You are viewing a plain text version of this content. The canonical link for it is here.
Posted to dev@devlake.apache.org by Klesh Wong <kl...@apache.org> on 2022/07/19 07:25:34 UTC

[DICUSS] CI/CD Domain Layer Design & Development

Hi, all

This is a open discussion of CI/CD Domain Layer Table, feel free to
share your thought, thanks

## Where we at

The following status is how we support the CI/CD data analysis :

1. We collect Gitlab Pipeline data into Tool Layer as
`_tool_gitlab_pipeline` 2. We collect Jenkins data into both Tool Layer
and Domain Layer as `_tool_jenkins_jobs` `_tool_jenkins_builds` `jobs`
and `builds`

In another word, we modeled the CI/CD Domain Layer Tables based on
Jenkins, and the Gitlab Pipeline data never get into Domain Layer
because they are quite different in terms of modeling. This is also true
for other kinds of CI/CD systems.


## Why we need it

However, CI/CD plays an important role during the R&D process, metrics
like **Build Success Rate**, etc (@Startrekzky please add more examples)
depend on it.

## What is the problem

CI/CD modeling varies in different platforms, there is no de facto
modeling. It is hard to design a sensible model for CI/CD Domain Layer
Data.

## How should we approach

I propose that we address the problem by the following step:

1. Set up a couple of designated charts depending on CI/CD data that we
would like to have @Startrekzky
2. Assign a Veteran Developer to investigate the modeling of the most
popular platforms, such as Github/Gitlab/Jenkins/ArgoCD, and propose a
CI/CD Domain Layer Table design
3. The design shall be evaluated by the PPMC members in 3 workdays while
all Committers could share their opinions
4. A Data-Oriented PoC (a set of tables with data from different
platforms) should be presented for the Analyst (@Startrekzky @leglar
@hezyin) to evaluate
5. And then we implement

### Use case

1. We may create Standard CI/CD charts based on Unified Domain Layer
Tables
2. Users may exploit the Unified CI/CD Domain Layer Tables to create
customized charts


Regards
Klesh Wong

Re: [DICUSS] CI/CD Domain Layer Design & Development

Posted by Kaiyun Zhang <ka...@merico.dev.INVALID>.
Hi Klesh,
I think there’re 2 major aspects should be taken into consideration.

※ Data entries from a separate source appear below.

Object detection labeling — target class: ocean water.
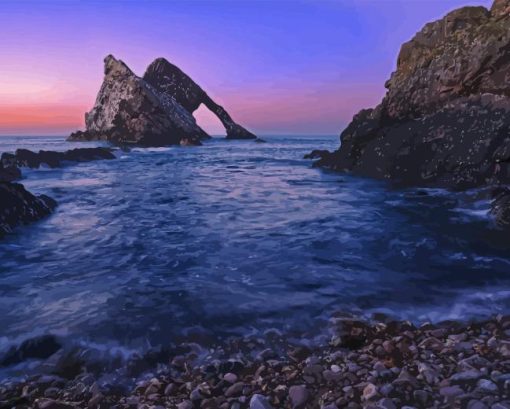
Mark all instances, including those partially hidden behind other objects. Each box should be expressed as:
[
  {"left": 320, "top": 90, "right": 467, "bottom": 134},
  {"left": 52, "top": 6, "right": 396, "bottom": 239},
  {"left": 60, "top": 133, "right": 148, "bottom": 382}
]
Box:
[{"left": 0, "top": 136, "right": 510, "bottom": 366}]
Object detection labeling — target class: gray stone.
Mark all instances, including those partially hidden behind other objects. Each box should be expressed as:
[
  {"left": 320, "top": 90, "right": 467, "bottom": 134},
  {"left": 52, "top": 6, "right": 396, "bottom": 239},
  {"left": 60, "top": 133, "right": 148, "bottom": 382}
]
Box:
[
  {"left": 289, "top": 385, "right": 310, "bottom": 409},
  {"left": 250, "top": 394, "right": 273, "bottom": 409}
]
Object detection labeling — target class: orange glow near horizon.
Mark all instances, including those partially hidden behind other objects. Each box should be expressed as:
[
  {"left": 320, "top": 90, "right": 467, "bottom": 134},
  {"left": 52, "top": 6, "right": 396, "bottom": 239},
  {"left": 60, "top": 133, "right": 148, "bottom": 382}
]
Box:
[{"left": 0, "top": 104, "right": 86, "bottom": 135}]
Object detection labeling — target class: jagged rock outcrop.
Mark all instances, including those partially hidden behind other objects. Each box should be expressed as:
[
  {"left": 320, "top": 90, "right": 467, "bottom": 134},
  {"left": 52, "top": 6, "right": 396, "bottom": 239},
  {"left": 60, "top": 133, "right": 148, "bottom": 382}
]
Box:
[
  {"left": 0, "top": 160, "right": 21, "bottom": 183},
  {"left": 143, "top": 58, "right": 256, "bottom": 139},
  {"left": 0, "top": 182, "right": 57, "bottom": 237},
  {"left": 0, "top": 147, "right": 115, "bottom": 167},
  {"left": 68, "top": 55, "right": 255, "bottom": 146},
  {"left": 317, "top": 0, "right": 510, "bottom": 189}
]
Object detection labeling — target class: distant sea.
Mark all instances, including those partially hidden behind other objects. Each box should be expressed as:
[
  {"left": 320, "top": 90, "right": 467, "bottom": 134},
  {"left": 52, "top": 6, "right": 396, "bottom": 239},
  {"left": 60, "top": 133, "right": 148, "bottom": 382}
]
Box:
[{"left": 0, "top": 135, "right": 510, "bottom": 374}]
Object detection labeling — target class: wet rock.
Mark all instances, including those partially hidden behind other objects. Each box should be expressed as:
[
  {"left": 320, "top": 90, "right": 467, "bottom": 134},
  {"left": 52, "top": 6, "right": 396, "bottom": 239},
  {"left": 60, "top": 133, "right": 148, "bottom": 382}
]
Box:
[
  {"left": 303, "top": 149, "right": 331, "bottom": 159},
  {"left": 0, "top": 334, "right": 62, "bottom": 366},
  {"left": 450, "top": 371, "right": 482, "bottom": 385},
  {"left": 37, "top": 399, "right": 74, "bottom": 409},
  {"left": 476, "top": 379, "right": 498, "bottom": 394},
  {"left": 225, "top": 382, "right": 244, "bottom": 398},
  {"left": 223, "top": 372, "right": 238, "bottom": 383},
  {"left": 177, "top": 400, "right": 193, "bottom": 409},
  {"left": 490, "top": 188, "right": 510, "bottom": 227},
  {"left": 0, "top": 161, "right": 21, "bottom": 183},
  {"left": 466, "top": 400, "right": 489, "bottom": 409},
  {"left": 439, "top": 385, "right": 464, "bottom": 401},
  {"left": 0, "top": 148, "right": 115, "bottom": 168},
  {"left": 317, "top": 0, "right": 510, "bottom": 189},
  {"left": 363, "top": 383, "right": 379, "bottom": 401},
  {"left": 0, "top": 183, "right": 57, "bottom": 239},
  {"left": 289, "top": 385, "right": 310, "bottom": 409},
  {"left": 250, "top": 394, "right": 273, "bottom": 409},
  {"left": 377, "top": 398, "right": 397, "bottom": 409}
]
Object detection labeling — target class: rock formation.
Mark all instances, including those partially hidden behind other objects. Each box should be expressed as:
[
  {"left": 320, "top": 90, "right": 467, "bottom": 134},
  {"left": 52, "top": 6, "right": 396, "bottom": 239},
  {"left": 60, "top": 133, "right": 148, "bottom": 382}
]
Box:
[
  {"left": 143, "top": 58, "right": 256, "bottom": 139},
  {"left": 317, "top": 0, "right": 510, "bottom": 189},
  {"left": 0, "top": 160, "right": 21, "bottom": 183},
  {"left": 0, "top": 148, "right": 115, "bottom": 167},
  {"left": 0, "top": 182, "right": 57, "bottom": 237},
  {"left": 69, "top": 55, "right": 255, "bottom": 146}
]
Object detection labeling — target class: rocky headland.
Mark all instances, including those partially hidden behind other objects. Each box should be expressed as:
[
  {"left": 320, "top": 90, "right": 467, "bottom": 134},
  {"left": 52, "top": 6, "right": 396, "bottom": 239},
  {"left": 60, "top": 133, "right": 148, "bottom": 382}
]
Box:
[
  {"left": 68, "top": 55, "right": 256, "bottom": 146},
  {"left": 308, "top": 0, "right": 510, "bottom": 220},
  {"left": 0, "top": 148, "right": 115, "bottom": 237}
]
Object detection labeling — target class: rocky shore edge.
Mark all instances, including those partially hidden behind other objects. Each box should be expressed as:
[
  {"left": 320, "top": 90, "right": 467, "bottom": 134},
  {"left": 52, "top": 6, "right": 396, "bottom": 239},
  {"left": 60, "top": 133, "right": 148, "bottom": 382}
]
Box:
[
  {"left": 0, "top": 315, "right": 510, "bottom": 409},
  {"left": 0, "top": 147, "right": 115, "bottom": 238}
]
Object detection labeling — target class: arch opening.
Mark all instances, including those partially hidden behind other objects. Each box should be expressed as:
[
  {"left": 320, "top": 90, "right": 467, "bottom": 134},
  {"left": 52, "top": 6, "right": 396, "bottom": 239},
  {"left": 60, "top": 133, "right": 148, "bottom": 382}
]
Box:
[{"left": 193, "top": 104, "right": 227, "bottom": 138}]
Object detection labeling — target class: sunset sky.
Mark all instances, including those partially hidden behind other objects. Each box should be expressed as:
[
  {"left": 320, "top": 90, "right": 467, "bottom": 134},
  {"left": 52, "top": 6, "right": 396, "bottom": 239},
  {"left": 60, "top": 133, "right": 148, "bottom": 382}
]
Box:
[{"left": 0, "top": 0, "right": 491, "bottom": 135}]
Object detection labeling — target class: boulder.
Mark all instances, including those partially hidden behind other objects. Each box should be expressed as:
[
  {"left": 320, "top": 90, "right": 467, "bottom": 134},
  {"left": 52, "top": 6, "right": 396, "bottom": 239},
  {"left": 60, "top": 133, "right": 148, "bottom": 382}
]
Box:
[
  {"left": 0, "top": 161, "right": 21, "bottom": 183},
  {"left": 0, "top": 335, "right": 61, "bottom": 366},
  {"left": 317, "top": 0, "right": 510, "bottom": 189}
]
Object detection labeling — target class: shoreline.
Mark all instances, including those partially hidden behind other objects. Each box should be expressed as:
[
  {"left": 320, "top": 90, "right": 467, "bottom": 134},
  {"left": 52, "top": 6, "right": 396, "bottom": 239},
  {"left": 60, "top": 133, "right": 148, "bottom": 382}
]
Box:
[{"left": 0, "top": 315, "right": 510, "bottom": 409}]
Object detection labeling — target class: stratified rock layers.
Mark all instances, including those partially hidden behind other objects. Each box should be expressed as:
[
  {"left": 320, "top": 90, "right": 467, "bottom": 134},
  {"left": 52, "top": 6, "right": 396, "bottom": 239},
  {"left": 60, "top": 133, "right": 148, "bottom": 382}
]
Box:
[
  {"left": 69, "top": 55, "right": 255, "bottom": 146},
  {"left": 143, "top": 58, "right": 256, "bottom": 139},
  {"left": 317, "top": 0, "right": 510, "bottom": 188}
]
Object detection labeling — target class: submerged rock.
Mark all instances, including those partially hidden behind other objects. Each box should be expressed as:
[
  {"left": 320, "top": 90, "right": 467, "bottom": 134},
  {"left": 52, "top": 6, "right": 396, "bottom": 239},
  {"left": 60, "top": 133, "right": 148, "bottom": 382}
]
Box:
[
  {"left": 312, "top": 0, "right": 510, "bottom": 188},
  {"left": 68, "top": 55, "right": 255, "bottom": 146},
  {"left": 0, "top": 161, "right": 21, "bottom": 183},
  {"left": 0, "top": 148, "right": 115, "bottom": 168},
  {"left": 0, "top": 183, "right": 57, "bottom": 237},
  {"left": 0, "top": 335, "right": 61, "bottom": 366},
  {"left": 490, "top": 188, "right": 510, "bottom": 228}
]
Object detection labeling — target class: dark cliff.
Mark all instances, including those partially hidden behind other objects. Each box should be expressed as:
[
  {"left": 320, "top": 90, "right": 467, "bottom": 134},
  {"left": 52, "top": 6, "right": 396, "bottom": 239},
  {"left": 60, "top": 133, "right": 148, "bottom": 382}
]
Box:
[{"left": 317, "top": 0, "right": 510, "bottom": 189}]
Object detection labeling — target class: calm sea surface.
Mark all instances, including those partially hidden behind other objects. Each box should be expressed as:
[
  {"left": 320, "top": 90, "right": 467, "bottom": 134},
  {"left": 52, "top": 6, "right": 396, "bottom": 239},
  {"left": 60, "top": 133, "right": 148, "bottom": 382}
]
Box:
[{"left": 0, "top": 136, "right": 510, "bottom": 362}]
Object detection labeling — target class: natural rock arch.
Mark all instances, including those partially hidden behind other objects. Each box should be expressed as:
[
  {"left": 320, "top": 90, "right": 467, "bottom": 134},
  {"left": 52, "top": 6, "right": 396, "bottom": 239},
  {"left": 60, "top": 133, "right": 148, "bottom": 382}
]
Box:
[{"left": 143, "top": 58, "right": 256, "bottom": 139}]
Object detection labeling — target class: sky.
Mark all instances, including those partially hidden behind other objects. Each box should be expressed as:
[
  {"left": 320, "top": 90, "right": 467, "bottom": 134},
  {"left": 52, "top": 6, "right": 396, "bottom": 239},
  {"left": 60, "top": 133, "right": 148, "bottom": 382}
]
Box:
[{"left": 0, "top": 0, "right": 492, "bottom": 135}]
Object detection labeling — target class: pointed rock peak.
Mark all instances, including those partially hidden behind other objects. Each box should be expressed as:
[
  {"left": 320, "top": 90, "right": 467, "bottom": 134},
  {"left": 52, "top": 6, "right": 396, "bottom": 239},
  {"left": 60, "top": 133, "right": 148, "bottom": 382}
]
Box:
[
  {"left": 491, "top": 0, "right": 510, "bottom": 17},
  {"left": 144, "top": 57, "right": 183, "bottom": 77},
  {"left": 104, "top": 54, "right": 133, "bottom": 75}
]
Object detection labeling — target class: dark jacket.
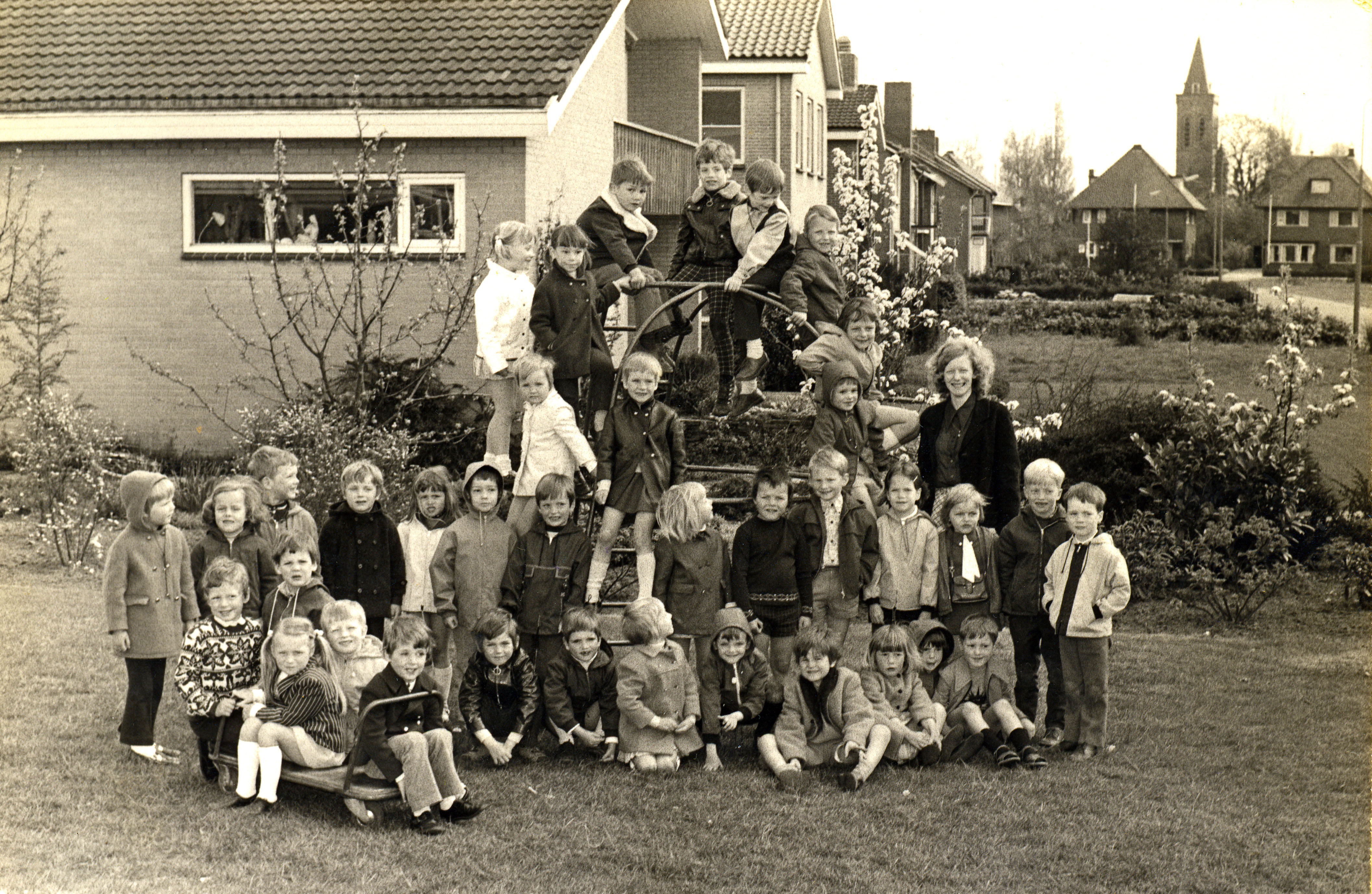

Firstly, the schema should support following metrics and analysis dimensions:

Metrics:

  1.  No. of Builds (Similar to Deployment Frequency<https://linearb.io/blog/dora-engineering-metrics/#deployment-frequency>- D in DORA, which can be interpreted as the total No. of builds that meet a specific condition)
  2.  Build success rate %
  3.  Build result distribution %
  4.  Build duration in hour
  5.  Mean Lead Time for Changes<https://linearb.io/blog/dora-engineering-metrics/#mean-lead-time-for-changes> (Depending on the definition of a change, it may be a “build” that meets specific conditions.)
  6.  Mean Time to Recovery (MTTR)<https://linearb.io/blog/dora-engineering-metrics/#mean-time-to-recovery-mttr> (Depending on the definition of recovery, it may start when a “bug” is created, and end when it's fixed.)
  7.  Change Failure Rate<https://linearb.io/blog/dora-engineering-metrics/#change-failure-rate> (Depending on the definition of a change and failure, it may be the failing percentage of “build” that meets specific conditions.)

Analysis Dimensions:

  1.  time: e.g. measure the average build duration over the calendar date
  2.  job: e.g. compare the average build duration under different jobs
  3.  repo (code base): e.g. compare the average build duration triggered by different repos


Secondly, the naming of tables should avoid confusion for users of any CI/CD tools, such as Jenkins, GitLabCI, GitHub Actions or CircleCI. For example, `job` means different entity in GitLabCI and Jenkins, thus we should consider not to use it in the domain layer.

Cheers,
Kaiyun Zhang(Louis)




2022年7月20日 上午7:20,Hezheng Yin <yi...@gmail.com>> 写道:

Hi Klesh,

I'm on board with the proposal. Besides the tools already mentioned, maybe
we also want to look into Azure DevOps/CircleCI/Travis CI/AWS CodePipeline.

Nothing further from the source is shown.